Although Bern and the western Swiss cantons still have many attractive attributes for companies, they are more affected by the corporate tax chaos exacerbated by February’s referendum. No cantons may continue taxing the overseas earnings of foreign firms at a reduced rate, since this was ruled unfair by the European Union.

A high proportion of firms receiving tax breaks (which contribute half, or CHF4.3 billion, of all federal corporate tax receipts) happen to be based in Geneva, Vaud and Valais. These cantons will have to make the greatest adjustments to integrate the new tax code when it inevitably arrives, perhaps as soon as 2019.

Keeping perspective

Bohn puts a brave face on the problem, arguing that firms from high tax countries, such as Brazil, are not so bothered by the fine details of Switzerland’s corporate tax changes. He also points out that US firms have their attention focused on the Trump administration’s threats to tear up the domestic corporate tax system, including the possibility of introducing new import duties.

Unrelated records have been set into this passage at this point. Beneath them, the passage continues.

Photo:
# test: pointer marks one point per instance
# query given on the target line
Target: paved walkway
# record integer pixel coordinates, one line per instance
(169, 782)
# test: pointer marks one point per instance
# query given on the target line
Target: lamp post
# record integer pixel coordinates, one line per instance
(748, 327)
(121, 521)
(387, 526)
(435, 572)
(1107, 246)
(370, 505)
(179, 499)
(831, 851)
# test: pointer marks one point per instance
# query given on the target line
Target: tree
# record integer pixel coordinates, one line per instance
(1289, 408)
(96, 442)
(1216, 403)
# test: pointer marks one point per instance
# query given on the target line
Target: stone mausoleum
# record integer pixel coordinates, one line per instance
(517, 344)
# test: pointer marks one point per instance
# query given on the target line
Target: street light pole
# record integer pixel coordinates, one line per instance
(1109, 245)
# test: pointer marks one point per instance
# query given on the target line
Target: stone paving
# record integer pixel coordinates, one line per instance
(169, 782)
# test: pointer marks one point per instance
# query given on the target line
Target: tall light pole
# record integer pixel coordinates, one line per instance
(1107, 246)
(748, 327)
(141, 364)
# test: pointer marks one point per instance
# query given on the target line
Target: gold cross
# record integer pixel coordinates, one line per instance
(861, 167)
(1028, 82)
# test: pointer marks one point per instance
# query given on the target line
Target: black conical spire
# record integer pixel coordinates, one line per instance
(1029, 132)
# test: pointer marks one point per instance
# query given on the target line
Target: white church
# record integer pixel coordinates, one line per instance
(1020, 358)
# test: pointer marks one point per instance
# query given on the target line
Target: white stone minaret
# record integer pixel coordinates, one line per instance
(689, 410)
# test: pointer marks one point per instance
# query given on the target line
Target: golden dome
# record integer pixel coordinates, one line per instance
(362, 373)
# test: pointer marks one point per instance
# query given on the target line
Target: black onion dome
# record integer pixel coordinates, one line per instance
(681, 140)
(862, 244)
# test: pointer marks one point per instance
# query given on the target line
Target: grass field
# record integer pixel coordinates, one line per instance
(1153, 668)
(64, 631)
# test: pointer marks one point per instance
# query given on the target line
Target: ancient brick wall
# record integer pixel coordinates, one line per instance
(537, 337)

“Hardly any firm that I talk to in the US knows that Swiss voters recently rejected corporate tax reforms,” he told swissinfo.ch. “They are more concerned about the prospect of tax changes at home. If a pharmaceutical company produces a medicine in Switzerland, it wants to know if it will be facing a new import tax when it is sold on the US market.”

The likes of Google, Unilever, Japan Tobacco International and, more recently, Chinese firms have set up regional headquarters in Switzerland for a range of reasons besides low taxes. These include a business quality label, a strong economy, stable governance, first class education and training systems as well as highly skilled workers. There are also an abundance of soft factors like low crime rates, efficient infrastructure and a high quality of living.

However, taxes still play a prominent role, leading to the strong competition among cantons and countries to set competitive rates.

Other countries – notably Ireland, the Netherlands, Belgium and Luxembourg – are also under international scrutiny for the way they run their tax systems. But none are having to revise their corporate tax code to the same degree as Switzerland.